Speed is critical for comparable results. ASTM D642 specifies 12.7 mm/min (0.5 in/min) for BCT. Different speeds can yield different peak load values because materials behave differently under varying strain rates. Always follow the speed prescribed by your target standard.

A rough estimate can be made using the box’s perimeter (2*(Length+Width) in inches) and the target stacking load. However, the only sure way is to test representative samples. Our engineers can help you analyze your typical box sizes and storage conditions to recommend an appropriate machine capacity.

ECT measures the linerboard’s crushing strength perpendicular to the flutes (a material property). BCT measures the finished box’s overall stacking strength (a performance property). While related, BCT is the definitive test for predicting real-world warehouse performance. ECT is used in box strength estimation formulas like McKee.

Absolutely. Our shakers are engineered for seamless integration with thermal chambers (both mechanical convection and liquid-to-liquid) to perform simultaneous vibration and temperature cycling. This CEST capability is crucial for uncovering failures that only occur under combined stresses, which is a requirement in many advanced automotive, aerospace, and defense validation programs.

The basic formula is Force (lbf or N) = Total Moving Mass x Peak Acceleration. The “Total Moving Mass” must include your heaviest Device Under Test (DUT), its fixture, and the shaker armature/head expander. For random vibration, you must calculate using the peak acceleration in the profile, not just the GRMS value. We strongly recommend a safety margin of 30-50% over your calculated peak force to ensure headroom and system longevity. Our engineering team provides free thrust calculations as part of the consultation.

Sine vibration applies a single, controllable frequency at a time, ideal for resonance search and dwell testing to find and stress product weaknesses at specific frequencies. Random vibration simultaneously applies a broad spectrum of frequencies, better simulating real-world environments like transportation or operational stress.

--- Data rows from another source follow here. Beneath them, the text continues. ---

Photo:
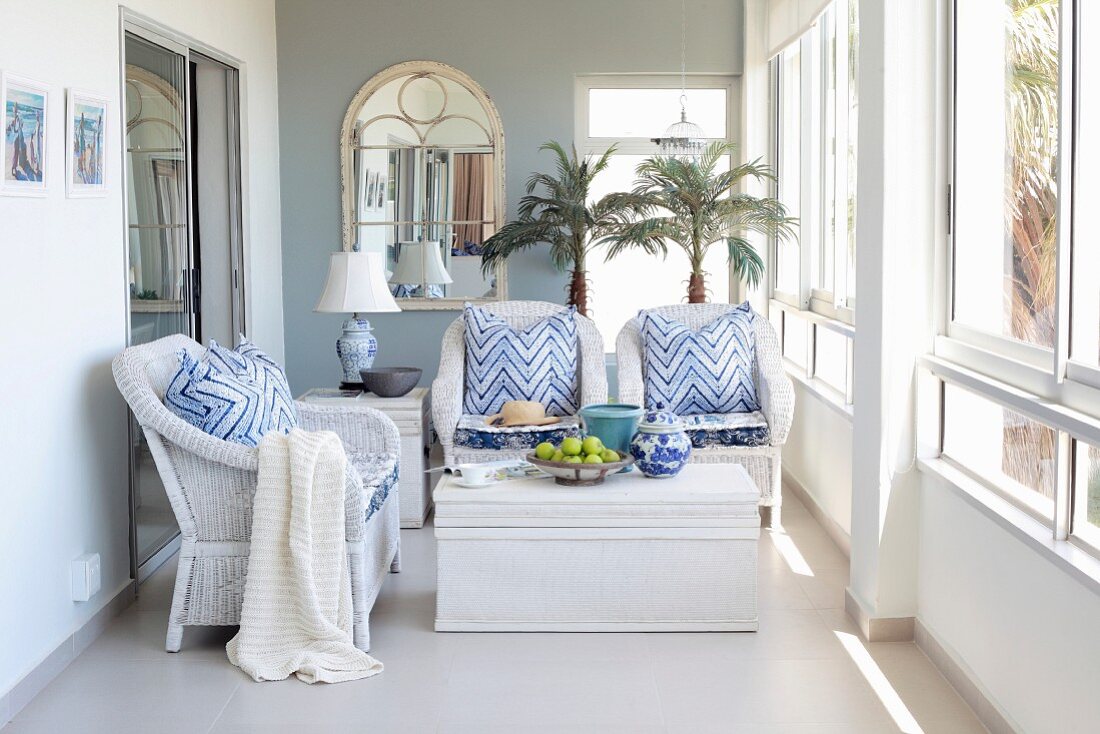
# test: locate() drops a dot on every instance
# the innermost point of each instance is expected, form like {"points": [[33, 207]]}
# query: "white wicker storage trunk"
{"points": [[411, 414], [635, 554]]}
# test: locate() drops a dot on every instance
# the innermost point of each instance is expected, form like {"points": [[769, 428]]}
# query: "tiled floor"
{"points": [[805, 671]]}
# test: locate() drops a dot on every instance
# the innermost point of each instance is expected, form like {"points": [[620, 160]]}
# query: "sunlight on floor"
{"points": [[879, 682], [791, 554]]}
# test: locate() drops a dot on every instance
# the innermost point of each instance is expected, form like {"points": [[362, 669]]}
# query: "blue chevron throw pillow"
{"points": [[538, 363], [216, 402], [706, 371], [249, 362]]}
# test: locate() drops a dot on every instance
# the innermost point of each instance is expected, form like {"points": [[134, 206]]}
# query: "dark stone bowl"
{"points": [[391, 382]]}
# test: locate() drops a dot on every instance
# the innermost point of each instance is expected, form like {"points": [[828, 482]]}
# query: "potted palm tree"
{"points": [[562, 217], [688, 203]]}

Most standards require one or both; our experts can help you define the profile based on your product’s lifecycle and applicable MIL-STD, IEC, or ISO standards.

The frequency of Vibration Testing depends on various factors, including the specific industry standards, the critical nature of the product, and any design changes. Generally, it is advisable to perform vibration tests during the development phase, after significant modifications, and periodically for maintenance to ensure ongoing product reliability.

When selecting a Vibration Test System, consider factors such as the frequency range and acceleration level required for your specific application, the size and weight of the items to be tested, data acquisition capabilities, and the ease of use of the system. It's also important to assess the manufacturer's reputation and customer support services.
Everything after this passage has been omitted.